Introduction

Warning

🚧 This section is still in active development and is subject to changes 🚧

Seedcase was born out of a desire to bring modern data engineering practices, technologies, and processes to research environments. Technological and computing skills and knowledge within health research (at least in our experience) often lags far behind what is the current state-of-the-art. The connected design documents describe the architecture of Seedcase software as well as the underlying data architecture that Seedcase software implements as a framework. Our specific goals for the Seedcase Project are:

The framework acts as an (open source) starting template for setting up data infrastructures that follow principles and requirements listed below. Framework here is defined as: 1) a bundled or recommended set of software programs; 2) a defined and standardized set of conventions on the structure and format of the filesystem, URL paths, and API calls; and, 3) a defined and standardized structure to the data and associated documentation, all of which are linked together as modular components.

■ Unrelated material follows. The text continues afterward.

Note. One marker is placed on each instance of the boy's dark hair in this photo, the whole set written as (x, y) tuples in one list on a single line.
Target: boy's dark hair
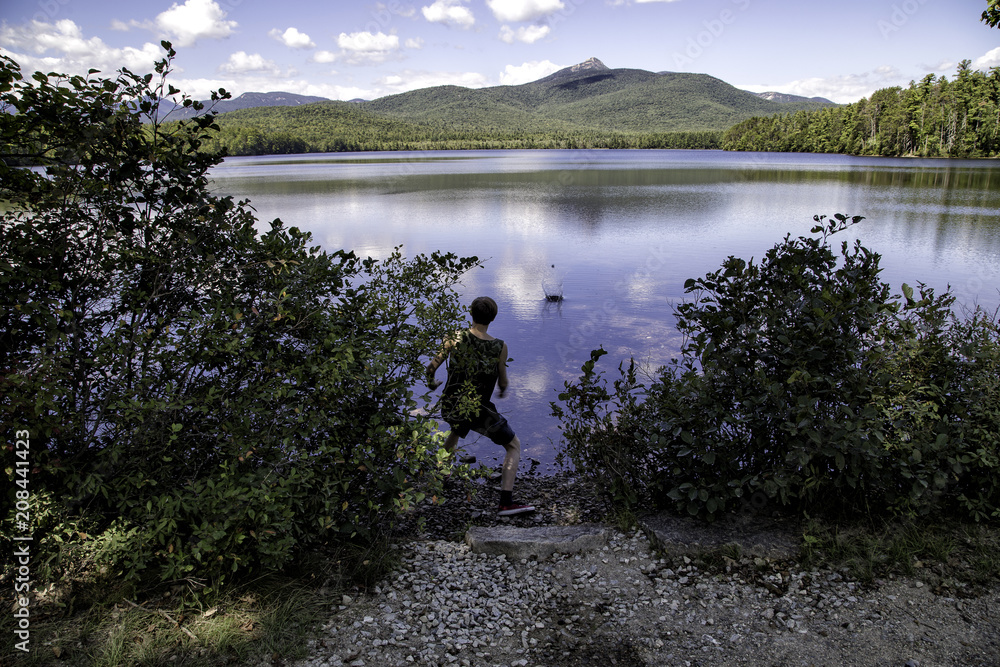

The Community based aims are covered more in our Community site page. While these aims are not related to the software itself, it does impact architectural and design decisions we make.

Requirements Overview

Primary goals of Seedcase software are:

  1. Ingesting data and metadata into standardized storage: Take generated data from source locations (such as the clinic or laboratories) that may be distributed geographically or organizationally and store it in a secure, centralized location in a standardized and efficient format to form a Data Resource. Metadata are similarly stored and linked to the data.
  2. Showcasing data and metadata for discoverability and data access requests: Take stored metadata as well as some basic descriptive information of the data inside the Data Resource and display them on a web portal as a list. Users can select specific data they are interested in from the list and submit a request to use these data. These requests for data are saved and stored in the backend.
  3. Tracking data projects using the data for managing and auditing: The stored requests for data are displayed for admin users to approve of (or not). Approved requests get converted to ongoing data projects, which are displayed on the web portal.

While the software architecture documentation largely encompasses the software and data components of the Seedcase Project, because of our secondary aims (to create a framework that other research groups and companies can relatively easily implement, and modify, for their own purposes), we need to describe additional requirements that aren’t strictly technical. We’ll cover some Guiding Principles we need to follow for the Seedcase Project, describe our target users and use-cases, and then list the main functionalities of the Seedcase framework.

Users

The Seedcase framework is developed and designed with four users and their associated use cases in mind. These four users we’ve translated into user roles, which are described in more detail on the User Requirements page, are:

  1. Data Contributor: inputs data to the Data Resource, e.g., authorized centers and researchers.
  2. Data Requester: requests access to a subset of data in the Data Resource, e.g., researchers and clinicians.
  3. Administrator: manages the Data Resource. Data controllers, as defined by the GDPR, fall into this category.
  4. External User: views updates on findings and results from the Data Resource such as aggregate statistics, e.g., policymakers, healthcare workers, journalists, researchers, and the general public.

Quality Goals

Please see the Quality requirements section for our thoughts on this.

Stakeholders

This section contains an explicit list of those who will need, use, or review the design documentation. This is the “audience” or readers of these documents. Specifically it is anyone who:

  • Should know the architecture
  • Have to be convinced of the architecture
  • Have to work with the architecture or the code
  • Need the documentation of the architecture for their work
  • Have to come up with decisions about the system or its development

Currently, we’ve identified these stakeholders along with some expectations we believe they have for these documents.

  • Developers/contributors: Either core developer or external contributor, who use these documents to better understand what needs to be done and why things were done the way they are. They will read it for general and technical reasons.

  • Key partners (DD2, SDCA): They were co-applicants for the funding and will be the first users (and testers) of Seedcase software. They will likely review the overview sections and higher-level diagrams for general understanding, rather than for technical purposes.

  • External reviewers: Part of our plan is to send this document to a software consultancy firm to critically review it and provide feedback on it. This will ensure that we do not miss anything important or critical. These reviewers will read these documents critically from a technical perspective.

  • Funder (Novo Nordisk Foundation): We need to send progress reports to our funders. They will likely use them for record-keeping, accountability, and auditing purposes.

  • Data owners/generators (users of the software): These may include study coordinators or principal investigators of studies who will or have generated data and who are looking for solutions to store and share their data. They will likely read this document from a high-level, such as the overview sections and diagrams, to assess if it fits their needs.

  • Interested researchers: Researchers whose duties include research software or data engineering may be interested in the technical side of the Seedcase Project, either to become a contributor or to modify for their own purposes.

  • Institutional admin/IT: Building Seedcase software will not be enough to get researchers using it. We also have to ensure that we have institutional IT on board and see that Seedcase software fits legal, privacy, and security concerns they may have.